| BIG SECRET |
I didn't go completely unadored yesterday. In fact, someone gave me a box of very potent chocolates that contain espresso amongst other things. The one-two punch of sugar + caffeine is extremely effective at waking me up. I should put these next to my alarm clock. One minute I was feebly thrashing around like an overturned sloth-turtle, the next I was standing in the middle of my room thinking about how what just happened looked a lot like a 3Dfx generated scene in a game. (The ceiling lights shining into my eyes coalesced into shining points surrounded by bright, yellow halos and rotated out of my field of view as I stood up without even thinking about it.)
Things that are surprising: Putting on a pair of jeans and suddenly discovering that one of your leather gloves somehow ended up inside it. Especially if you are, at that moment, thinking about frogs.
Way to go, Andrew. Sleep the whole entire day. The whole day! Now I'm going to be awake until about noon (again) and then conk out. This is very useless. At least Kris will come over today to record, and that will force me to be awake and productive. Producing, even. Day off. It's a holiday! It's president's day. This is the day on which everyone remembers that presidents have birthdays, too, and we should celebrate them by not doing any work.I'm not so good at holidays, in general. They seem to come and go without any purpose. My natural state is to be unaware of them. I'm not totally out of it, though. I know why the decorations in the department stores change all at the same time. I just don't have much reason to do anything about them. Maybe if I were in contact with lots of people at all times, I'd be more into holidays. I'm sure that would make me a better person. Yellow! The color of generic irony!
Speaking of yellow, I was reading through the internet security book when I suddenly realized, mid-chapter about sniffers, that using POP3 mail clients is insanely insecure. Eudora, in this case. It sends your login and password, unencrypted, over the net at regular intervals. Eudora supports two alternate forms of authentication, APOP and Kerberos. Kerberos is non-trivial to set up. APOP is pretty easy, but the server needs to support it. Cucipop (what my mail person uses) does, but I think they compiled it without shadow support, so it can't read the password entries, which it needs to do. I think. Umm. It uses an MD5 hash of the timestamp and a secret passphrase. The passphrase is known to the user and the server. The only secret thing that I know that the server 'knows' is my login password, and we don't even really know the same form of it. I know the actual 'word', and the server knows the salted superencrypted block of zeros, which it can't un-encrypt. I'm pretty sure I'm missing something here. Perhaps Eudora somehow magically knows the salt and crypt()s the password before it sends it (yeah, right). Perhaps APOP needs more setup on the server end. I'll talk to the satanic folks next time I see them.

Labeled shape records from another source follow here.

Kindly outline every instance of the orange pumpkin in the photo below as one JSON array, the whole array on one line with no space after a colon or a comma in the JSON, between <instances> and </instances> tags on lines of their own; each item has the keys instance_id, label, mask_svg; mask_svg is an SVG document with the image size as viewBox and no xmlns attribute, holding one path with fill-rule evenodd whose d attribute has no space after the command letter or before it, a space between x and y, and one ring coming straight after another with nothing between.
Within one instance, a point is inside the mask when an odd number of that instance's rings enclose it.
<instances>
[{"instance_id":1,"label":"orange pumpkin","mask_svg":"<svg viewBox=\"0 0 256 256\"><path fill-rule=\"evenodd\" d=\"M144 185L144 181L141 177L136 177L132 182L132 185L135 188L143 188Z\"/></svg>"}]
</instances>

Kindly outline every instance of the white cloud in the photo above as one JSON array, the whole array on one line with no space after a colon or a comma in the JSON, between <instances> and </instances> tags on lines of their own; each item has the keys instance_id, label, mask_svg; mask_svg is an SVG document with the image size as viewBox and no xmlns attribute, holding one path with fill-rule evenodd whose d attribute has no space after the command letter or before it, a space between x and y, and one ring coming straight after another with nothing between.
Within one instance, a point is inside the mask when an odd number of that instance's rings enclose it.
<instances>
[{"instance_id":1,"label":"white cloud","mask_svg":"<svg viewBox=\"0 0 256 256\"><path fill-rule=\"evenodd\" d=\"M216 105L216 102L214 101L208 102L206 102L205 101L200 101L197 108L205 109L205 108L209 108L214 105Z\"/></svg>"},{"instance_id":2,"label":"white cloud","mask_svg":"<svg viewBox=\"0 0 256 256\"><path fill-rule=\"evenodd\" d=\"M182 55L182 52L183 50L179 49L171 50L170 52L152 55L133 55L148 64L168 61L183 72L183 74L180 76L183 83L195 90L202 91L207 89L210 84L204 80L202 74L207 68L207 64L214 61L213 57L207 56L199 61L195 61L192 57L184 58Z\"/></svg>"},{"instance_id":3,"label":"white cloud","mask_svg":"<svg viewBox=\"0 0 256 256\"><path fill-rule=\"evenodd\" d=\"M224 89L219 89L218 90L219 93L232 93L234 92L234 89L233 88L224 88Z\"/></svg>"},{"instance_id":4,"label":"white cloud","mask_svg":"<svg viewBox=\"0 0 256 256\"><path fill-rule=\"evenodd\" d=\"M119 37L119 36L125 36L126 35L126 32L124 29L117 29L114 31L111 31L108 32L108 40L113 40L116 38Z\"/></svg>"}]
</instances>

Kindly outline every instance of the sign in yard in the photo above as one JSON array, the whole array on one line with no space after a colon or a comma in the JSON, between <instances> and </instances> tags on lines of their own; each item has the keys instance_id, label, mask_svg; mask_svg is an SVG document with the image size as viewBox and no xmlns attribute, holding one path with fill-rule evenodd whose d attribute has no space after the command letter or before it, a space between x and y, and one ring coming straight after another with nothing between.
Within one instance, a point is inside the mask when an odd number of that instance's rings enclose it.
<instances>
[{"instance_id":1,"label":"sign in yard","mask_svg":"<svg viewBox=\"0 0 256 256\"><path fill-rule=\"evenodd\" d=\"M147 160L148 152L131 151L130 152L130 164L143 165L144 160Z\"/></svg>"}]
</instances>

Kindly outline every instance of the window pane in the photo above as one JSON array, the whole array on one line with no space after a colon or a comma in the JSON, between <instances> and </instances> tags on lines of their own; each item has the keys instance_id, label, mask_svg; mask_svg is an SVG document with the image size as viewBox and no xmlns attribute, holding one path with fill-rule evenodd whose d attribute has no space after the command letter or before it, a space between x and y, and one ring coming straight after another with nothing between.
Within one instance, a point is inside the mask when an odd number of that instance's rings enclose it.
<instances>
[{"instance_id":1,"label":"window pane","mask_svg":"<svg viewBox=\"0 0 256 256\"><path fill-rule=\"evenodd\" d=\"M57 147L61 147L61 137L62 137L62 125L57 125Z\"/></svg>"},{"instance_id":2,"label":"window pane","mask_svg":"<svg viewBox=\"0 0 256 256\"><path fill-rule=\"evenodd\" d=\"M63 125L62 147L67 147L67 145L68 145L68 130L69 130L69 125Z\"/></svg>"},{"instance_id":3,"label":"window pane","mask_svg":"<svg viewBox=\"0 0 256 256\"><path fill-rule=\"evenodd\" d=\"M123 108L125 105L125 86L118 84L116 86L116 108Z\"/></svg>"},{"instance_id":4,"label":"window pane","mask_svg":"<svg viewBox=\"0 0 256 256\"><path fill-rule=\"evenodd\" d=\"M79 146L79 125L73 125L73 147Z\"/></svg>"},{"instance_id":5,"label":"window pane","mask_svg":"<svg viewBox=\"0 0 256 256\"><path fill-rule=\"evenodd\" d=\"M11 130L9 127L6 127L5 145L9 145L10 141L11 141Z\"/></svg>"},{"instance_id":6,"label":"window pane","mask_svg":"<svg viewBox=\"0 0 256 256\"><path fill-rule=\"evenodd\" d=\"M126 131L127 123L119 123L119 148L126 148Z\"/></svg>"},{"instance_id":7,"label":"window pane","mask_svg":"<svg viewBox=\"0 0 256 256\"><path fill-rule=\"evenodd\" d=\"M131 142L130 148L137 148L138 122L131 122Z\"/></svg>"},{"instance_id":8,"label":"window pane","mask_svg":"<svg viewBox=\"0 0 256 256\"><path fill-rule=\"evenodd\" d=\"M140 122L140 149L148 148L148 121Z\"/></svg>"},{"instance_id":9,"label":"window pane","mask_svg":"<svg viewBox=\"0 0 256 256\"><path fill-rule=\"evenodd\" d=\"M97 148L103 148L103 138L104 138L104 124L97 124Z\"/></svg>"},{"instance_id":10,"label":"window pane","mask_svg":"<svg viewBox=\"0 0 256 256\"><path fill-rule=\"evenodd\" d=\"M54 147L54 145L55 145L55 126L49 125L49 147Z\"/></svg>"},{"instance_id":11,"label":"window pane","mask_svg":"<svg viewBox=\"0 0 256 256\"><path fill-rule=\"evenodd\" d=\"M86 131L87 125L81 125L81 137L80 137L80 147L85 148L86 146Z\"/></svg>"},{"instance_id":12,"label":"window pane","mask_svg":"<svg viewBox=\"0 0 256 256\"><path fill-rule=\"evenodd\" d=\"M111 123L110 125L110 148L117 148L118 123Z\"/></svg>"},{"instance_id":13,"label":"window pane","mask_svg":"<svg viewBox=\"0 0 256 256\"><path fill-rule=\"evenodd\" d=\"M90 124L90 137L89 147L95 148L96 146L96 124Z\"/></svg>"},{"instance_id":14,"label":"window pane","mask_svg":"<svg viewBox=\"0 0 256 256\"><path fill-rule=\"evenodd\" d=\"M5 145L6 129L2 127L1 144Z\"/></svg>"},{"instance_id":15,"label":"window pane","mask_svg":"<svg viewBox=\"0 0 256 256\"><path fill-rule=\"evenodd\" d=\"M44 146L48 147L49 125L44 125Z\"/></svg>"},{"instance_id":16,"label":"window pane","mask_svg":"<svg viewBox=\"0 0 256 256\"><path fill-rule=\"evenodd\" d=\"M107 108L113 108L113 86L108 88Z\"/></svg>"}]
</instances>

I haven't seen a living person all day. I spoke to Ed, briefly, at 2 or 3 or something. Or 4 or 5. I dunno. I was asleep. But the point is, I haven't had human contact, so I'm getting very computery. The above paragraph was edited to make it less technical, and it would still be endlessly boring to anyone who wasn't interested in computers. I'll go find a human at QFC or something.
5:45 am - I want brownies. I'm drinking COKE and reading through Valacar's source, seeing how he did stuff. It's kind of strange because I never thought of Pascal as a serious programming language. I used it for a year in college, and then I never saw it again. Tons of demoscene people use Pascal, though. It seems like they mostly use it as glue to make it easier to stick their asm stuff together. I can see why; programming in pure assembly can make you go crosseyed. That one endless column of instructions...aauuah.